Per utilizzare la cifratura dei dati trasparente (TDE) Oracle in un pluggable database (PDB), è necessario creare e attivare una chiave di cifratura master per il PDB.

In un ambiente multi-tenant, ogni PDB dispone della propria chiave di cifratura master memorizzata in un singolo keystore utilizzato da tutti i contenitori.

È necessario esportare e importare la chiave di cifratura master per qualsiasi PDB cifrato collegato al CDB dell'istanza dell'infrastruttura Oracle Exadata Database Service su Exascale.

Se il PDB di origine è cifrato, è necessario esportare la chiave di cifratura principale, quindi importarla.

È possibile esportare e importare tutte le chiavi di cifratura principali TDE che appartengono al PDB esportando e importando le chiavi di cifratura principali TDE da un PDB. L'esportazione e l'importazione delle chiavi di cifratura principali TDE supportano le operazioni di scollegamento e collegamento del PDB. Durante lo scollegamento e il collegamento di un PDB, vengono coinvolte tutte le chiavi di cifratura principali TDE che appartengono a un PDB, nonché i metadati.

Vedere "Using Transparent Data Encryption with Other Oracle Features" nel manuale Oracle Database Advanced Security Guide per Oracle Dattabase 19c o "Using Oracle Virtual Private Database to Control Data Access" per Oracle AI Database 26ai.

Vedere "ADMINISTER KEY MANAGEMENT" in Oracle Database SQL Language Reference.

Argomenti correlati

Argomento padre: Configura le funzioni di Oracle Database per Oracle Exadata Database Service su infrastruttura Exascale

Per determinare se è necessario creare e attivare una chiave di cifratura per il PDB

  1. Richiamare SQL*Plus ed eseguire il login al database come utente SYS con privilegi SYSDBA.

  2. Impostare il contenitore sul PDB:

    SQL> ALTER SESSION SET CONTAINER = pdb;

  3. Eseguire la query V$ENCRYPTION_WALLET come indicato di seguito. 

    SQL> SELECT wrl_parameter, status, wallet_type FROM v$encryption_wallet;

    Se la colonna STATUS contiene il valore OPEN_NO_MASTER_KEY, è necessario creare e attivare la chiave di cifratura master.

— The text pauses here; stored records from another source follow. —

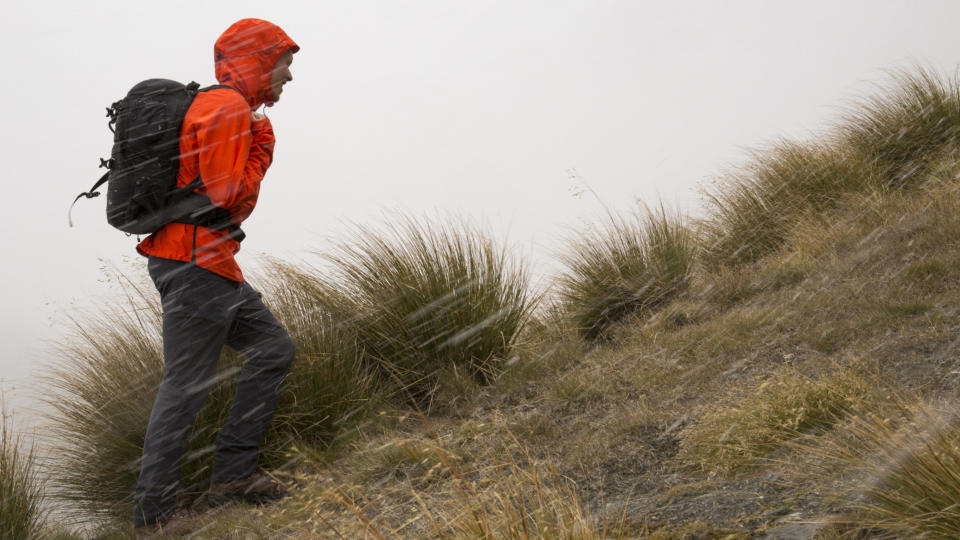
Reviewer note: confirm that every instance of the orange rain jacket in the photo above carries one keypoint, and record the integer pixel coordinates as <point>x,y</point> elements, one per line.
<point>220,142</point>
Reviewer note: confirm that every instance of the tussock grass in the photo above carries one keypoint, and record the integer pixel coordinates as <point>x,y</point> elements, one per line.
<point>905,127</point>
<point>424,295</point>
<point>752,424</point>
<point>901,465</point>
<point>633,263</point>
<point>504,494</point>
<point>753,211</point>
<point>21,493</point>
<point>103,393</point>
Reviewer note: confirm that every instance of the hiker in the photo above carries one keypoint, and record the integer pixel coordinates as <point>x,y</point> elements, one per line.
<point>206,302</point>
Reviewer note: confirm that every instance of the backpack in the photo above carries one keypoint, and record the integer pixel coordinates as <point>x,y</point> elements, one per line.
<point>141,177</point>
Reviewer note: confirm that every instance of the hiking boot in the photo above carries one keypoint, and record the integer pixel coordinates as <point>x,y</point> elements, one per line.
<point>257,488</point>
<point>177,523</point>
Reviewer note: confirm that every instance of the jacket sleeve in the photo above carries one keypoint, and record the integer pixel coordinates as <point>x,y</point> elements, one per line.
<point>233,154</point>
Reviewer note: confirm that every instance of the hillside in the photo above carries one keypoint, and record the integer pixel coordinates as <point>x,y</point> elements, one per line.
<point>784,368</point>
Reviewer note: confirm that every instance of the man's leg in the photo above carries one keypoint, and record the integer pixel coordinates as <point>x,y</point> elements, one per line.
<point>268,352</point>
<point>198,308</point>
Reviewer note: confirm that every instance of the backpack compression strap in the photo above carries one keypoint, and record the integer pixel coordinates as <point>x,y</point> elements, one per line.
<point>88,194</point>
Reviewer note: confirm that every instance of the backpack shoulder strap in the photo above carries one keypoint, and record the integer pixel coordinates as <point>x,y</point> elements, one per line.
<point>88,194</point>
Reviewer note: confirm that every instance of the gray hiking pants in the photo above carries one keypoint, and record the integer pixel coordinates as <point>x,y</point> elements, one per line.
<point>203,311</point>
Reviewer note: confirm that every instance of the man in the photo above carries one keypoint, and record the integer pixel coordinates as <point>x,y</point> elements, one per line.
<point>206,302</point>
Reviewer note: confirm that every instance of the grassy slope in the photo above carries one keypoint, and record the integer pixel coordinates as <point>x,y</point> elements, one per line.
<point>863,294</point>
<point>781,387</point>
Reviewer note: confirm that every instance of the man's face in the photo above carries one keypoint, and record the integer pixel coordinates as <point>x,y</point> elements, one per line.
<point>280,75</point>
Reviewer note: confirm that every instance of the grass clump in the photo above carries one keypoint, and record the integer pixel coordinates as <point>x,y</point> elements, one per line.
<point>633,264</point>
<point>750,425</point>
<point>755,210</point>
<point>424,296</point>
<point>904,129</point>
<point>21,494</point>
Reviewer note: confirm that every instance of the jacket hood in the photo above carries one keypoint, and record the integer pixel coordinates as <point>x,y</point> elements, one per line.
<point>244,57</point>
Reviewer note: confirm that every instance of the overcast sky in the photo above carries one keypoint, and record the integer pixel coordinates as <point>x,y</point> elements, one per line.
<point>480,108</point>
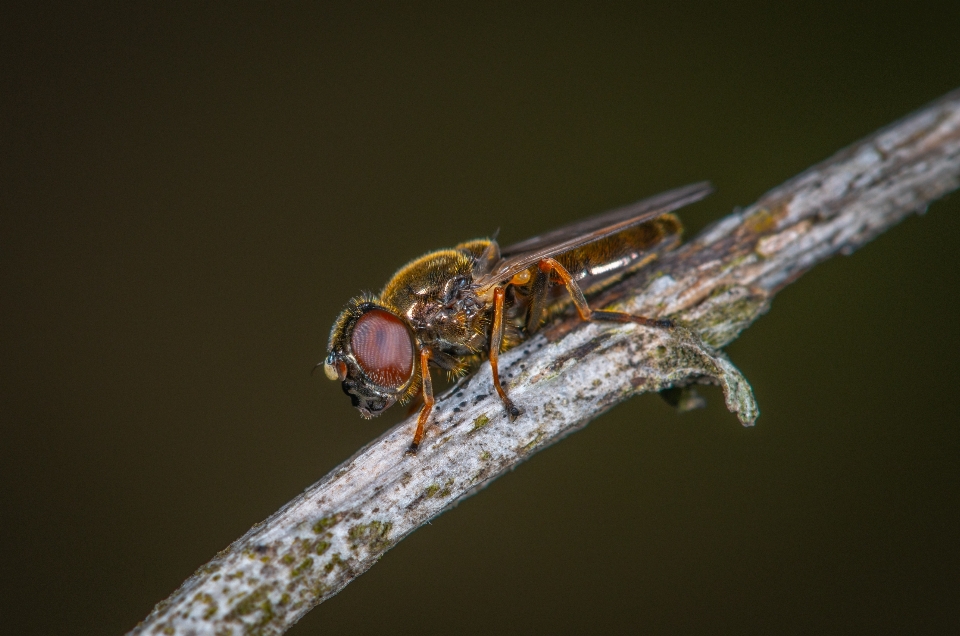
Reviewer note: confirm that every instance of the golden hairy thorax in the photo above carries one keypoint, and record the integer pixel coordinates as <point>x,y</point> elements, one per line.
<point>453,308</point>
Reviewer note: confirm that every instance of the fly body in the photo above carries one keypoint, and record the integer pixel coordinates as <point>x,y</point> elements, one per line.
<point>452,308</point>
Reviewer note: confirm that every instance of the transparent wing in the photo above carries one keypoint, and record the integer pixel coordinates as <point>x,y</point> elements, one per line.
<point>525,254</point>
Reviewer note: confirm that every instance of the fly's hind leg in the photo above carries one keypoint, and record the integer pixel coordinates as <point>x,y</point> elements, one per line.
<point>496,339</point>
<point>548,265</point>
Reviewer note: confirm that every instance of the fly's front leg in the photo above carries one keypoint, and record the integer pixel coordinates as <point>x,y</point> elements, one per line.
<point>427,386</point>
<point>548,265</point>
<point>496,339</point>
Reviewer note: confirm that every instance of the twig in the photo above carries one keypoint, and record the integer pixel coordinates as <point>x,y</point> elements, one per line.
<point>715,286</point>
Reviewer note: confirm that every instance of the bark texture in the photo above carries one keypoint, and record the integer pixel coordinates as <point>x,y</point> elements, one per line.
<point>714,286</point>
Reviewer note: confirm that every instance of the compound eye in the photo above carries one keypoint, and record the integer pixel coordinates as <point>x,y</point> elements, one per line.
<point>381,343</point>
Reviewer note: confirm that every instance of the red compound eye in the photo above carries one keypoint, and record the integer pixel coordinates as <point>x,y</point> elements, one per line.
<point>381,343</point>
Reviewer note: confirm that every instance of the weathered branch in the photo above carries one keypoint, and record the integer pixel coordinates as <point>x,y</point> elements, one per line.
<point>715,285</point>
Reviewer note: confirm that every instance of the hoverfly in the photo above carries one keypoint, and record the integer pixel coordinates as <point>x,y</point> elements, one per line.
<point>452,308</point>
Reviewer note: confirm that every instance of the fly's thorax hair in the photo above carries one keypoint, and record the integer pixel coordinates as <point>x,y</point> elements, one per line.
<point>427,278</point>
<point>368,392</point>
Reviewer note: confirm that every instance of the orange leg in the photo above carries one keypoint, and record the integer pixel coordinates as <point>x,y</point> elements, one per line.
<point>576,294</point>
<point>496,339</point>
<point>427,384</point>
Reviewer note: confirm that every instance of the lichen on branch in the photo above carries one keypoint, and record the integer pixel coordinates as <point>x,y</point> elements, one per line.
<point>714,287</point>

Per creare e attivare la chiave di cifratura master in un PDB

  1. Impostare il contenitore sul PDB:

    SQL> ALTER SESSION SET CONTAINER = pdb;

  2. Creare e attivare una chiave di cifratura master nel PDB eseguendo il comando seguente:

    SQL> ADMINISTER KEY MANAGEMENT SET KEY USING TAG 'tag' FORCE KEYSTORE IDENTIFIED BY keystore-password WITH BACKUP USING 'backup_identifier';

    Nel comando precedente:

    • keystore-password è la password del keystore. Per impostazione predefinita, la password del keystore viene impostata sul valore della password di amministrazione specificata al momento della creazione del database.
    • La clausola USING TAG 'tag' facoltativa può essere utilizzata per associare una tag alla nuova chiave di cifratura principale.
    • La clausola WITH BACKUP e la clausola USING 'backup_identifier' facoltativa possono essere utilizzate per creare un backup del keystore prima della creazione della nuova chiave di cifratura master.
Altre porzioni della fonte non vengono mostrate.